La ciencia ya no se presenta como un bastión ajeno a la política: la definición de prioridades de investigación y la distribución de fondos obedecen a criterios que frecuentemente responden a agendas institucionales o electorales. En ese marco, la llegada de Donald Trump al poder en Estados Unidos expuso cuán frágil puede ser la relación entre ciencia y poder. En 2020, Estados Unidos notificó su retiro de la Organización Mundial de la Salud, decisión que fue revertida por Joe Biden en 2021; sin embargo, en 2025 la administración Trump volvió a presentar una solicitud formal de retiro, que entraría en vigor en 2026. Este hecho simboliza no solo una decisión política, sino un rechazo directo a la cooperación científica global en plena era de crisis interconectadas. La pregunta de si la ciencia debe ser política pierde sentido; lo pertinente es preguntarnos cómo la política puede ser más científica.
Bajo ataques y amenazas. Los ataques a la ciencia no son un fenómeno nuevo y hoy en día temas como el cambio climático, la salud sexual y reproductiva o las vacunas han sido objeto de campañas de desinformación y presiones políticas en distintos países. La percepción de que la ciencia es neutral se desmorona cuando gobiernos o movimientos ideológicos deciden suprimir datos incómodos o desacreditar a investigadores. Según un artículo reciente publicado en la revista Science, la cuestión de si la ciencia debería ser política ya es irrelevante, porque la ciencia siempre ha sido política y hoy lo es más que nunca.
Diplomacia científica en tiempos de crisis. La diplomacia científica (es decir, el uso de la ciencia como puente en las relaciones internacionales) surgió como una estrategia optimista para enfrentar problemas globales. Sin embargo, un informe de 2025 de la Royal Society y la AAAS reconoce que ese optimismo ha dado paso al realismo: la ciencia por sí sola no puede resolver conflictos armados, pandemias o la crisis climática. El informe subraya que la relación entre ciencia y política es bidireccional. Esto refleja una realidad incómoda: la producción de conocimiento está moldeada por intereses geopolíticos, desigualdades estructurales y presiones económicas. Ignorar este hecho perpetúa asimetrías, especialmente entre el Norte y el Sur global.

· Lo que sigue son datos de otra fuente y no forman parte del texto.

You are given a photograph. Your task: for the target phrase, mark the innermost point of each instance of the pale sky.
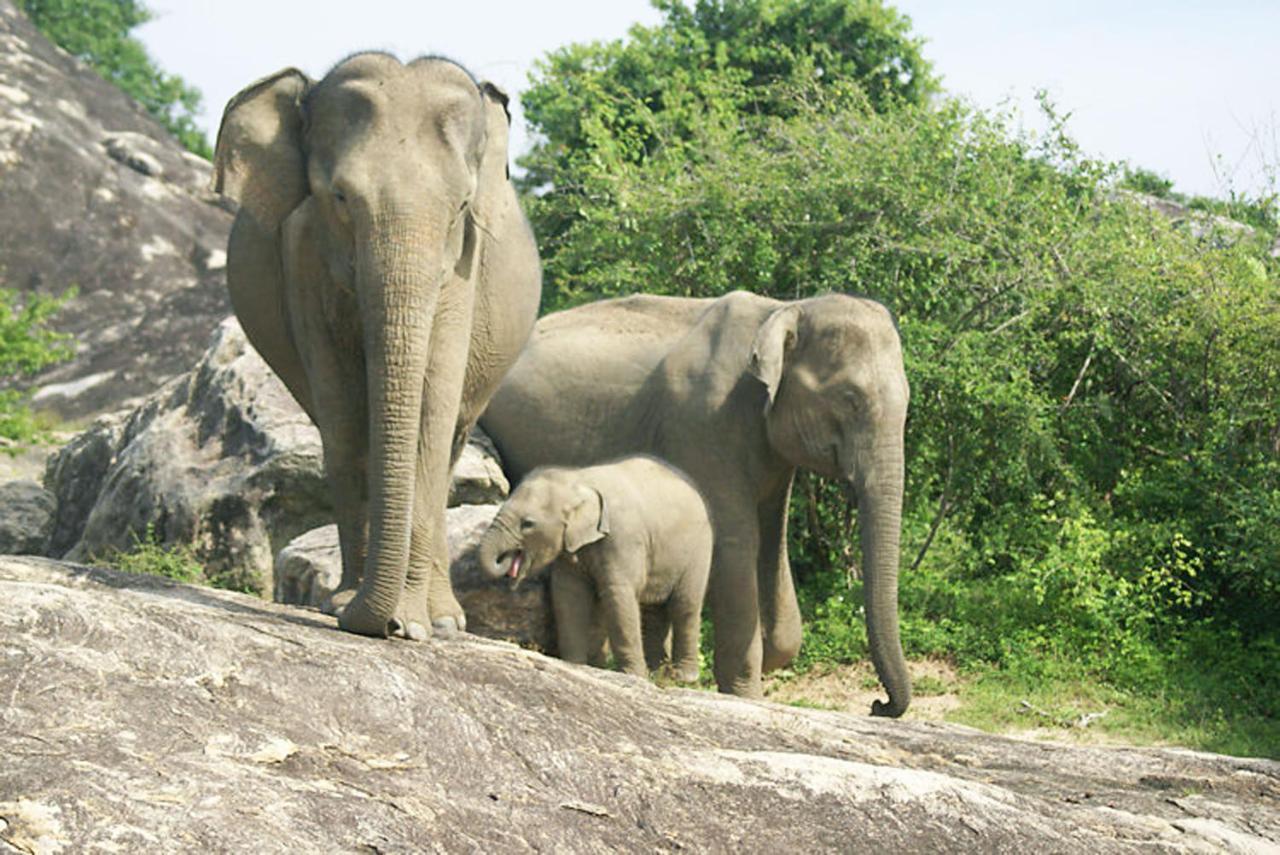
(1189, 88)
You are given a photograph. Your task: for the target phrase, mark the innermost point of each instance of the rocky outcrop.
(1201, 225)
(140, 714)
(220, 458)
(26, 519)
(95, 195)
(310, 567)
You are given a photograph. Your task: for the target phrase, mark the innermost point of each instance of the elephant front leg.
(656, 629)
(736, 612)
(428, 600)
(686, 631)
(574, 604)
(780, 612)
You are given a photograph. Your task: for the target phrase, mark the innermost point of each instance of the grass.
(152, 558)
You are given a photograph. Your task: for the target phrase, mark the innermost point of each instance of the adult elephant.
(380, 264)
(737, 392)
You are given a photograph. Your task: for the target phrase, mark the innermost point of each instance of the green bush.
(1093, 463)
(26, 346)
(151, 557)
(97, 32)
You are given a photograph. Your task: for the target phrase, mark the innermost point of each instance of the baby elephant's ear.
(588, 519)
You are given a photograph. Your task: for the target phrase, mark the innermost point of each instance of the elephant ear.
(588, 519)
(773, 341)
(497, 127)
(259, 160)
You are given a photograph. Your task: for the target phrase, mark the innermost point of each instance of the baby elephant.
(624, 535)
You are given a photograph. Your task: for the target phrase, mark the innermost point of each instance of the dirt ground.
(854, 687)
(936, 694)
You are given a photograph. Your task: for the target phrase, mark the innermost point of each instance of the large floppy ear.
(773, 341)
(259, 160)
(497, 127)
(588, 519)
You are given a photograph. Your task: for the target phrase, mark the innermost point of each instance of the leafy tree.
(26, 346)
(730, 60)
(97, 32)
(1093, 463)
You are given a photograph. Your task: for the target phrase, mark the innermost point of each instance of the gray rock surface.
(478, 476)
(224, 460)
(493, 609)
(26, 517)
(144, 716)
(1200, 224)
(220, 458)
(310, 567)
(94, 193)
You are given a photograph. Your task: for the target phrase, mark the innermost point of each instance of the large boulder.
(97, 196)
(310, 567)
(140, 714)
(26, 519)
(220, 458)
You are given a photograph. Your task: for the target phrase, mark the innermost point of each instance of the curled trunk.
(398, 287)
(880, 508)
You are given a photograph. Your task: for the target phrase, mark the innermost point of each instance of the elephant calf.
(622, 535)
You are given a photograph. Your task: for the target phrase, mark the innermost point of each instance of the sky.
(1189, 88)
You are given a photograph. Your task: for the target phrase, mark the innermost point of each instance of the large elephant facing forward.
(382, 265)
(737, 392)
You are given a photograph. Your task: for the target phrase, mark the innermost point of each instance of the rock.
(74, 474)
(1201, 225)
(493, 609)
(478, 476)
(310, 567)
(225, 461)
(26, 517)
(97, 196)
(140, 713)
(220, 458)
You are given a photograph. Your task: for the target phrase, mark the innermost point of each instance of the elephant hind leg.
(656, 629)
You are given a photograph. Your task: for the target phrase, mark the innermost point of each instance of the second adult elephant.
(737, 392)
(380, 264)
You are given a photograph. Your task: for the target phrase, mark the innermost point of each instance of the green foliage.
(1093, 463)
(604, 106)
(26, 346)
(97, 32)
(151, 557)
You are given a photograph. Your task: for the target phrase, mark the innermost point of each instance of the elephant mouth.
(510, 563)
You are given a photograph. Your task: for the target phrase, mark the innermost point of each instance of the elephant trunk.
(880, 510)
(499, 549)
(398, 280)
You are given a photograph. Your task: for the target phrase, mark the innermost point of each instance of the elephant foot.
(360, 618)
(338, 600)
(412, 621)
(407, 623)
(686, 675)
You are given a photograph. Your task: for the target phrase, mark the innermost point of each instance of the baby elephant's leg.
(622, 618)
(686, 625)
(574, 603)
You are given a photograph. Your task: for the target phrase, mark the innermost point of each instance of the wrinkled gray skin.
(380, 264)
(621, 538)
(737, 392)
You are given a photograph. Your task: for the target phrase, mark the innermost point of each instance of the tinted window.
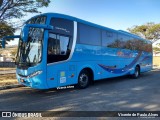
(109, 39)
(89, 35)
(58, 48)
(62, 26)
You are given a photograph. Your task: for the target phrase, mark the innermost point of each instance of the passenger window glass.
(58, 48)
(89, 35)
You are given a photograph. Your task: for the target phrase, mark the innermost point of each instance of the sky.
(115, 14)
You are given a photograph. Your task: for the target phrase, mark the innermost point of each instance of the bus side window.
(109, 39)
(58, 48)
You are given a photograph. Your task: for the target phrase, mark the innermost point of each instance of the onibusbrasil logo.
(1, 1)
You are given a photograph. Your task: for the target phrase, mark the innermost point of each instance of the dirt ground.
(8, 79)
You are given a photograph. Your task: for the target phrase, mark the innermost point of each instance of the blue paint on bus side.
(105, 62)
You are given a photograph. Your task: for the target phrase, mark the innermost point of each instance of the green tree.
(150, 31)
(5, 30)
(17, 9)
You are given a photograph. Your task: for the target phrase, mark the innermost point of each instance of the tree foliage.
(10, 9)
(150, 31)
(19, 8)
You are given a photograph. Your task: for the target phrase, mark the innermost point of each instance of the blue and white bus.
(58, 50)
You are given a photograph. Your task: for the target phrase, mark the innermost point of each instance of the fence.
(7, 64)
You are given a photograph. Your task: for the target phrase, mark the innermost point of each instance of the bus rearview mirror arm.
(3, 40)
(25, 29)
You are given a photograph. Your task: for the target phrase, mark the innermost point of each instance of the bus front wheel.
(136, 72)
(83, 79)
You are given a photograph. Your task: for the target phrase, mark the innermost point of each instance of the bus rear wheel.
(136, 72)
(83, 79)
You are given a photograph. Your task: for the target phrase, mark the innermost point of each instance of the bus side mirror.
(3, 43)
(25, 31)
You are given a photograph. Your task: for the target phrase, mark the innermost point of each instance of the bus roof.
(57, 15)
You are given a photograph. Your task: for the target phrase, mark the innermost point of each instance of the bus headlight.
(34, 74)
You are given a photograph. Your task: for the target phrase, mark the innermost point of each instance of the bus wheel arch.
(136, 73)
(85, 77)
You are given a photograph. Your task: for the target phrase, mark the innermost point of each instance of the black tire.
(136, 73)
(83, 79)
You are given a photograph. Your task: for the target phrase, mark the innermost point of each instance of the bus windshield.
(30, 52)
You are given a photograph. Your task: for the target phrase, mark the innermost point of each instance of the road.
(116, 94)
(7, 71)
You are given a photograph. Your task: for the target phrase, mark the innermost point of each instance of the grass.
(8, 79)
(3, 69)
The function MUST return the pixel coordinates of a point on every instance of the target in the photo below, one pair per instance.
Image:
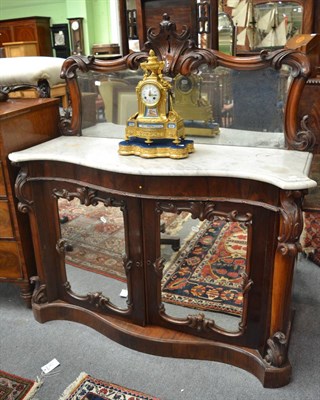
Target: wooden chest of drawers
(23, 123)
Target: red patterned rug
(88, 388)
(310, 239)
(97, 236)
(206, 274)
(14, 387)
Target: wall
(100, 23)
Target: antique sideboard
(255, 180)
(24, 123)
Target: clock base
(157, 149)
(201, 128)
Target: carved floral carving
(277, 351)
(40, 291)
(87, 197)
(291, 223)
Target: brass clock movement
(156, 130)
(193, 107)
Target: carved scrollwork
(63, 246)
(202, 210)
(277, 351)
(98, 299)
(305, 139)
(297, 60)
(158, 266)
(39, 295)
(291, 224)
(24, 204)
(87, 197)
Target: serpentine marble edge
(286, 169)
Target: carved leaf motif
(291, 224)
(39, 295)
(277, 351)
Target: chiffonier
(23, 123)
(253, 179)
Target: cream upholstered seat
(33, 71)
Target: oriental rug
(206, 274)
(88, 388)
(13, 387)
(310, 238)
(97, 236)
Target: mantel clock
(156, 130)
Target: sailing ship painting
(264, 25)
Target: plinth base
(166, 342)
(158, 148)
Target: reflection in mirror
(264, 24)
(248, 106)
(206, 275)
(107, 99)
(226, 33)
(94, 263)
(219, 105)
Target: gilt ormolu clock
(156, 130)
(195, 110)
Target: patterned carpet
(311, 236)
(88, 388)
(13, 387)
(204, 274)
(97, 236)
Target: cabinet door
(5, 34)
(25, 33)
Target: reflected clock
(76, 33)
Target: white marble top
(283, 168)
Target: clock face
(75, 25)
(150, 94)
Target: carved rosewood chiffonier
(259, 188)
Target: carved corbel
(24, 205)
(291, 222)
(277, 352)
(39, 295)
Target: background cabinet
(23, 123)
(31, 29)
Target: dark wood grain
(23, 123)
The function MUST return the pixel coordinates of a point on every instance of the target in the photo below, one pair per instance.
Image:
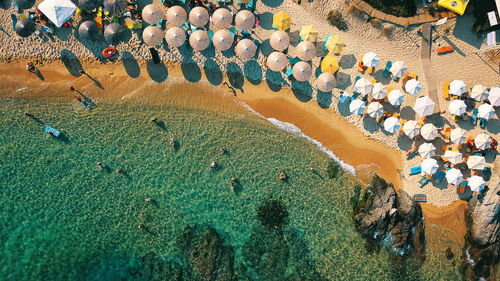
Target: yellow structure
(457, 6)
(309, 33)
(330, 64)
(281, 21)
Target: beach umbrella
(427, 150)
(395, 97)
(279, 40)
(245, 49)
(334, 44)
(25, 27)
(326, 82)
(281, 21)
(88, 30)
(175, 37)
(375, 109)
(476, 183)
(429, 131)
(222, 18)
(329, 64)
(152, 14)
(392, 124)
(176, 16)
(457, 107)
(152, 35)
(309, 33)
(199, 16)
(454, 176)
(458, 136)
(429, 166)
(424, 106)
(482, 141)
(115, 7)
(457, 87)
(302, 71)
(370, 59)
(357, 107)
(199, 40)
(363, 86)
(479, 92)
(114, 33)
(57, 11)
(277, 61)
(411, 128)
(222, 39)
(244, 20)
(306, 51)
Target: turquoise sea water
(64, 219)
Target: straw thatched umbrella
(222, 18)
(279, 40)
(199, 40)
(326, 82)
(302, 71)
(175, 37)
(176, 16)
(276, 61)
(306, 50)
(245, 49)
(88, 30)
(244, 20)
(25, 27)
(222, 39)
(198, 16)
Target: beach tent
(329, 64)
(302, 71)
(281, 21)
(334, 44)
(277, 61)
(176, 16)
(57, 11)
(326, 82)
(199, 16)
(152, 14)
(306, 51)
(222, 18)
(309, 33)
(244, 20)
(457, 6)
(222, 39)
(175, 37)
(279, 40)
(427, 150)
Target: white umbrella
(454, 176)
(370, 59)
(57, 11)
(479, 93)
(375, 109)
(457, 107)
(413, 87)
(357, 107)
(482, 141)
(476, 183)
(424, 106)
(429, 131)
(395, 97)
(476, 162)
(326, 82)
(427, 150)
(362, 86)
(392, 124)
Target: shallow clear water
(63, 219)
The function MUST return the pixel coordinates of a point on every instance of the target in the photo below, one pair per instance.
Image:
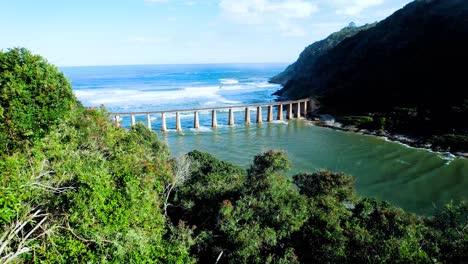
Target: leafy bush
(34, 96)
(100, 189)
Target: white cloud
(354, 7)
(156, 1)
(148, 40)
(280, 13)
(190, 3)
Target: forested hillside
(405, 74)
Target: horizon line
(162, 64)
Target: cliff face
(409, 69)
(307, 58)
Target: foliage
(89, 191)
(101, 188)
(315, 51)
(407, 61)
(34, 96)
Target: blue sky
(120, 32)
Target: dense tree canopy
(87, 191)
(34, 96)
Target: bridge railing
(300, 107)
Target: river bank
(412, 141)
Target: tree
(34, 96)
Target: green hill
(407, 70)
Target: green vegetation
(34, 96)
(314, 51)
(404, 69)
(89, 191)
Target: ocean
(414, 179)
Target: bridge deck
(298, 104)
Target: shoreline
(328, 121)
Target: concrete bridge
(294, 109)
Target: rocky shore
(416, 142)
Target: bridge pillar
(196, 123)
(280, 112)
(305, 108)
(270, 114)
(148, 121)
(289, 115)
(259, 114)
(247, 115)
(163, 122)
(231, 117)
(214, 122)
(178, 126)
(298, 111)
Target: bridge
(294, 109)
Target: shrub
(34, 96)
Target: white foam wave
(124, 97)
(229, 81)
(201, 129)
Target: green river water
(413, 179)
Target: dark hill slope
(412, 65)
(307, 58)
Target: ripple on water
(411, 178)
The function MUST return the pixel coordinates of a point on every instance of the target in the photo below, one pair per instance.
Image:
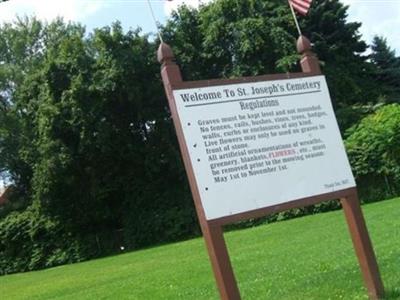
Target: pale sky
(379, 17)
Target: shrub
(373, 147)
(30, 240)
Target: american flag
(301, 6)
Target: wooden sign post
(243, 139)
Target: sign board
(259, 144)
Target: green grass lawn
(305, 258)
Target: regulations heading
(258, 144)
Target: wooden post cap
(164, 53)
(303, 44)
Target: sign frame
(213, 229)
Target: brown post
(363, 246)
(309, 61)
(213, 230)
(213, 235)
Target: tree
(387, 71)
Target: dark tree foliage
(86, 139)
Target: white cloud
(174, 4)
(71, 10)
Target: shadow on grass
(392, 294)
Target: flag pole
(295, 19)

El dilema de la neutralidad. Un caso reciente lo ejemplifica: el debate interno en la Royal Society del Reino Unido sobre si debía sancionar a Elon Musk por conductas que, según varios científicos, dañan la credibilidad de la institución. Algunos alegaron que expulsarlo sería un gesto político y pondría en riesgo la supuesta neutralidad de la academia; otros insistieron en que no actuar socavaría su misión de defender la ciencia. Este dilema ilustra un punto clave: cuando las instituciones científicas eligen no intervenir, también están tomando una posición política. La inacción puede interpretarse como complicidad o indiferencia frente a los ataques a la evidencia.
Cuestión de responsabilidad social. El pensador chileno Humberto Maturana sostenía que la ciencia no puede desligarse de la sociedad, pues siempre está impregnada de valores, visiones del mundo y consecuencias prácticas. La pandemia mostró que la forma en que comunicamos la ciencia es tan importante como los datos en sí. Como señala la académica Jane Gregory, no basta con que los científicos “se politicen” solo en tiempos de crisis: la participación debe ser constante, anticipatoria y basada en una comunicación clara y empática. De lo contrario, la ciencia corre el riesgo de convertirse en un recurso reactivo y no en una herramienta para la toma de decisiones informadas. Más que reclamar la neutralidad de la ciencia, debemos exigir que la política adopte un enfoque más científico: evaluar políticas con base en datos, medir impactos, corregir errores y reconocer incertidumbres. La historia demuestra que los países que integran la ciencia en la política de manera sistemática son los que mejor responden a crisis sanitarias, climáticas y sociales; y que marginar la ciencia trae costos altos. En suma, la invitación es a construir puentes con la sociedad, a traducir y contextualizar los hallazgos para que los responsables políticos tomen decisiones racionales y justas, y a reconocer que la política debe aprender de la ciencia para ser más eficaz.